In deze zaak gaat het om een hoger beroep van belanghebbende tegen een naheffingsaanslag parkeerbelasting van € 64,40, opgelegd door de gemeente Nijmegen. De naheffingsaanslag werd gehandhaafd door de heffingsambtenaar na een uitspraak op bezwaar. Belanghebbende had zijn elektrische auto geparkeerd aan de Pontanusstraat te Nijmegen, op een plek die was gemarkeerd voor het opladen van elektrische voertuigen. Op het moment van constatering was de auto weliswaar aangesloten op de laadpaal, maar werd deze niet meer opgeladen. De rechtbank Gelderland verklaarde het beroep van belanghebbende ongegrond, waarna hij hoger beroep instelde bij het Gerechtshof Arnhem-Leeuwarden.

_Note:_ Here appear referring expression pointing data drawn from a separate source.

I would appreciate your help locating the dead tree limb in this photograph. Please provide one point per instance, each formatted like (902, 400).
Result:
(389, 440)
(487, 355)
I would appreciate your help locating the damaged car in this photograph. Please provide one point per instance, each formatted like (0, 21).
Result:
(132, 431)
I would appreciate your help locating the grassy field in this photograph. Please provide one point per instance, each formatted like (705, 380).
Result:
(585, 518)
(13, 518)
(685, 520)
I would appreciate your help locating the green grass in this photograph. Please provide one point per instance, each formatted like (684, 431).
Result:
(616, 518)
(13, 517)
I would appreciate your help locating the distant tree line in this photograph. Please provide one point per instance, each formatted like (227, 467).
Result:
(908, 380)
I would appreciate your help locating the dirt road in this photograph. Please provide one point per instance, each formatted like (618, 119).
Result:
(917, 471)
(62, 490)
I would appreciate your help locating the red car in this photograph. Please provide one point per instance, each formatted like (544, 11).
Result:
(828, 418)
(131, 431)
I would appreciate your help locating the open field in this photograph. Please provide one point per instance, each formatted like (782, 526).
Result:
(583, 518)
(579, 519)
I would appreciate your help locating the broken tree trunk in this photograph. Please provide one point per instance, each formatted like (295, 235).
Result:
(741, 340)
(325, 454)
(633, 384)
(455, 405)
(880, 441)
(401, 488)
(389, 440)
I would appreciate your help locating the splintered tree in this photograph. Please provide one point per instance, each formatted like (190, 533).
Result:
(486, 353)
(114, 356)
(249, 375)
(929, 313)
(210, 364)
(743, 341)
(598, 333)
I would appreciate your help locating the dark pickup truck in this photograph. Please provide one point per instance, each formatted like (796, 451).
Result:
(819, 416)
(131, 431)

Het geschil draait om de vraag of de naheffingsaanslag terecht is opgelegd, met name of er sprake was van parkeren in strijd met een wettelijk voorschrift. Het Hof verwijst naar relevante wetgeving, waaronder de Gemeentewet en het Reglement verkeersregels en verkeerstekens 1990 (RVV). Het Hof oordeelt dat de omstandigheid dat de accu van de elektrische auto niet meer werd opgeladen, niet betekent dat de auto op een andere wijze was geparkeerd dan toegestaan. De heffingsambtenaar is niet verplicht om verder onderzoek te doen naar het doel van het parkeren. Het Hof concludeert dat er geen sprake is van parkeren in strijd met een wettelijk voorschrift en bevestigt de uitspraak van de rechtbank.
De beslissing van het Hof houdt in dat het hoger beroep ongegrond is verklaard en dat er geen aanleiding is voor vergoeding van griffierecht of proceskosten. De uitspraak is openbaar uitgesproken op 23 mei 2023.